Aren’t touch-screen computers at least an improvement over paper ballots? That’s what Montgomery County still boasts on its election web page: “We are one of the earliest counties in the nation to use a direct recording electronic (DRE) machine,” a specialized machine that records votes on a memory card, and forwards them to the state to be combined with other local results.
Too bad that “from a security perspective, the most problematic and risky class of electronic voting systems are those that employ direct recording electronic, DRE, machines,” Penn professor Matt Blaze testified in hearings before the Republican-run U.S. Senate Intelligence Committee last year. “The design of DREs makes them inherently difficult to secure.” The machines’ complete dependence on their enabling software without a backup paper record “not only has the potential to alter the vote tally, but can make it impossible to conduct a meaningful recount, or even to detect that an attack has occurred, after the fact,” Blaze said.
Without paper records to double-check, “if people did somehow change the vote totals, how would you know?” asked Greenhalgh. “It’s not like the Department of Homeland Security does audits. We don’t have a way to audit those paperless machines to know if the votes were reported correctly. Paper provides a safeguard that digital records don’t.”
Also according to its website: “Montgomery County voting is completely secure because it is a closed system that allows no external access to the programming.”
But “just because they’re not connected on the internet provides a false sense of security,” as Greenhalgh put it: When results are emailed in to a central headquarters, they are protected by passwords that are relatively easy to hack.
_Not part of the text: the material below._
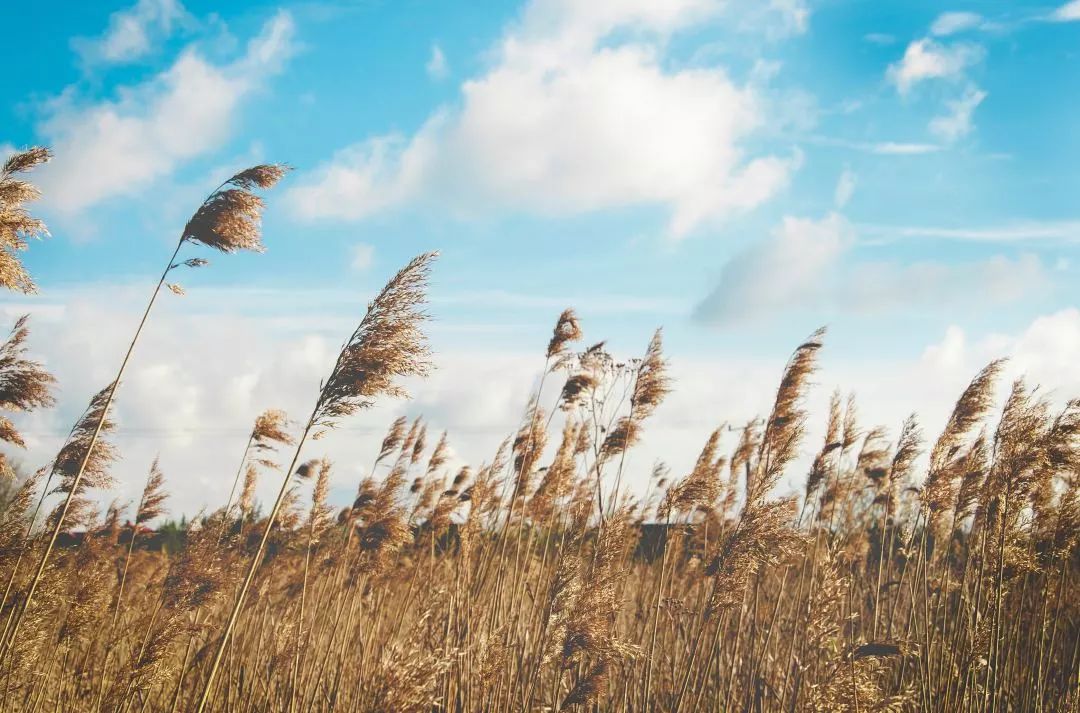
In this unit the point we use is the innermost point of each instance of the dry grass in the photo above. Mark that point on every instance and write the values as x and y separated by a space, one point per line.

That’s why officials in California and Ohio have decertified all-electronic voting machines and gone back to paper copies, Greenhalgh added. “But you are still using them in Pennsylvania.”
In February, the Wolf administration ordered counties to buy only machines with paper records. Spokespersonn Wanda Murren called it “the first step in a whole package of election modernization that we’re working on.” But neither Harrisburg nor most county seats have bought new machines.
Since February, and a week before the midterm election, “one county has purchased new voting equipment – Susquehanna County,” Murren told me. That raises the total to 16 largely rural counties with voting machines that can be audited, and 51, including Montgomery, where voting machines still can’t be audited. Montgomery County hopes to buy new machines with paper backup next year, said spokesman John Corcoran.
Blaze told the Senate he and his collaborators have tested the specific systems used in Pennsylvania and found “serious exploitable vulnerabilities in almost every component examined,” usually within reach of a single corrupt “poll worker or voter. Such an attacker would be able to alter vote tallies, load malicious software, or erase” vote records, he testified. Hackers have publicized a lot of these security holes.
Besides rigged elections, we face “a much more formidable threat,” Blaze told the senators: To challenge “an election outcome’s legitimacy, it may be sufficient to simply plant suspicious malicious software on a few voting machines,” make sure it gets discovered, and then “impair the ability of the true winner to effectively govern.” .
Is a hacker-led election overthrow a risk this time? “We do not have any evidence of a compromise or disruption of infrastructure that would enable adversaries to prevent voting, change vote counts, or disrupt our ability to tally votes in the midterm elections,” U.S. intelligence agencies said Oct. 19. “State and local governments have reported attempts to access” voter registration databases; so far, election officials “have been able to prevent access or quickly mitigate” those hacks. But we’re still mostly relying on the same voting systems as last time.